Как опытный настройщик, Горбачёв пытался добиться, чтобы все инструменты на будущем концерте звучали в унисон. Во время многочисленных встреч со своими недавними коллегами – первыми секретарями обкомов – он не переставал твердить: «Надо выработать новую правовую систему на основе концепции социалистического правового государства. Ведь, откровенно говоря, партия присвоила себе власть недемократическим путем.

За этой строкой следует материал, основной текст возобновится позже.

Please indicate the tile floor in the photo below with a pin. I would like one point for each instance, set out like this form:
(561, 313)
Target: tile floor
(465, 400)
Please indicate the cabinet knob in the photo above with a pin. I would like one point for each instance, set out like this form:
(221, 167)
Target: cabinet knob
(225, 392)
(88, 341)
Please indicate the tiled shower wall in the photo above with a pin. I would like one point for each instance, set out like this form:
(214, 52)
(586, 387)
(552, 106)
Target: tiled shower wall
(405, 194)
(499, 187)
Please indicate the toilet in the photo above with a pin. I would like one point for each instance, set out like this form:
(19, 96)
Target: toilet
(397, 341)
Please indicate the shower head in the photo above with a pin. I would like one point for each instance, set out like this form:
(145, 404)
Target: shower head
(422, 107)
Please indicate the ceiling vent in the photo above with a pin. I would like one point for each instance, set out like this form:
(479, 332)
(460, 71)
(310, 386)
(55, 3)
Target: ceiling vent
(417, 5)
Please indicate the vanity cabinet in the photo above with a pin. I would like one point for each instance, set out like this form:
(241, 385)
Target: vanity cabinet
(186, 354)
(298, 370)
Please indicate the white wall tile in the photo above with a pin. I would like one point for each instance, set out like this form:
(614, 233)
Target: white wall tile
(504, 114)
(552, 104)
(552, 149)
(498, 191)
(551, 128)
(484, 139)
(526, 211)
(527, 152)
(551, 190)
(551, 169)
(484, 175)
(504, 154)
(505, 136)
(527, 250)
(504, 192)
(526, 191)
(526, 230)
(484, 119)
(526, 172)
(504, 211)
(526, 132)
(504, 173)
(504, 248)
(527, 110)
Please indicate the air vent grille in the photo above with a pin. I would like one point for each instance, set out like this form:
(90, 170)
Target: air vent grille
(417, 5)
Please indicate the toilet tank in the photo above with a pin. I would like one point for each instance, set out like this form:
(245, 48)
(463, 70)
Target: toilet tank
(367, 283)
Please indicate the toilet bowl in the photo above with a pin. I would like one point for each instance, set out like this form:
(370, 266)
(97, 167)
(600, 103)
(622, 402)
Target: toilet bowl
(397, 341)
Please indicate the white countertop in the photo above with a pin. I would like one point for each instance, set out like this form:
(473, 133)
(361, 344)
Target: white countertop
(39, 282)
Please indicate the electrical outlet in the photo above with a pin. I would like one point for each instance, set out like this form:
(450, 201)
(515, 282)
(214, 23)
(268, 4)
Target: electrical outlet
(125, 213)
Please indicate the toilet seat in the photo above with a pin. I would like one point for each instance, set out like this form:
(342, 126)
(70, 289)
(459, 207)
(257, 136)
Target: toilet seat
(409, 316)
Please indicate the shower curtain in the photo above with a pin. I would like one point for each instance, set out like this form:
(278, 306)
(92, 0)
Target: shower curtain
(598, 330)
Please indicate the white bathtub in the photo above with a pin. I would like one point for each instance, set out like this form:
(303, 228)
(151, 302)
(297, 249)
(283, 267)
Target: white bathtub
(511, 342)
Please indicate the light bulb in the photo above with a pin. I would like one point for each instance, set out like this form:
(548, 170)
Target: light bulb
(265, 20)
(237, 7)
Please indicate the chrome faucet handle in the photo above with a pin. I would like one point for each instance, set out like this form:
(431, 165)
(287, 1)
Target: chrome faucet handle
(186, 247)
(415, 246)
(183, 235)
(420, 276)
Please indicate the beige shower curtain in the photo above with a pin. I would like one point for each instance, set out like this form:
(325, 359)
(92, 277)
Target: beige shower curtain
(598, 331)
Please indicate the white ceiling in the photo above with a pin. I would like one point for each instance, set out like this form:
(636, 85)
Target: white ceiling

А потом себя и конституционно провозгласила как правящую… Самое большое беззаконие творится у нас в партийных комитетах, в обкомах – там первые нарушители законов… Такой власти, какую имеет у нас партия, нет нигде, даже в авторитарных режимах. Там руководителей ограничивает частная собственность. А у нас ограничитель только один: моя совесть и партийность».
Секретари угрюмо слушали своего начальника, рассказывающего им то, что они и без него знали, и из всего сказанного обращали внимание на две главные новости: первая – каждому из них предстоит пройти через выборы в главы исполнительной власти; вторая – срок их ставшей уже привычной номенклатурной жизни будет ограничен двумя мандатами по 5 лет. «Если уж кто дюже выдающимся окажется, тогда его тремя четвертями голосов можно и на третий срок. Главное, не думать, как же я сохранюсь в системе. О стране надо думать».
Конечно, наивно было надеяться, что та самая партийная рать, начавшая, как уже почувствовал Горбачёв, превращаться в главное препятствие для задуманной реформы, перестанет думать о себе и озаботится исключительно делами страны. И тем не менее хотя бы для очистки совести, перед тем как окончательно расстаться с партией, частицей которой он был практически всю сознательную жизнь, Горбачёв считал, что должен дать ей шанс. Будучи сам человеком одной группы крови и общего жизненного опыта со своими партийными товарищами, он должен был представлять себе, как они им распорядятся. Речь определенно шла уже не о словах, а об интересах, и самое время было вспомнить мудрое предостережение американского советолога, приятеля академика Арбатова.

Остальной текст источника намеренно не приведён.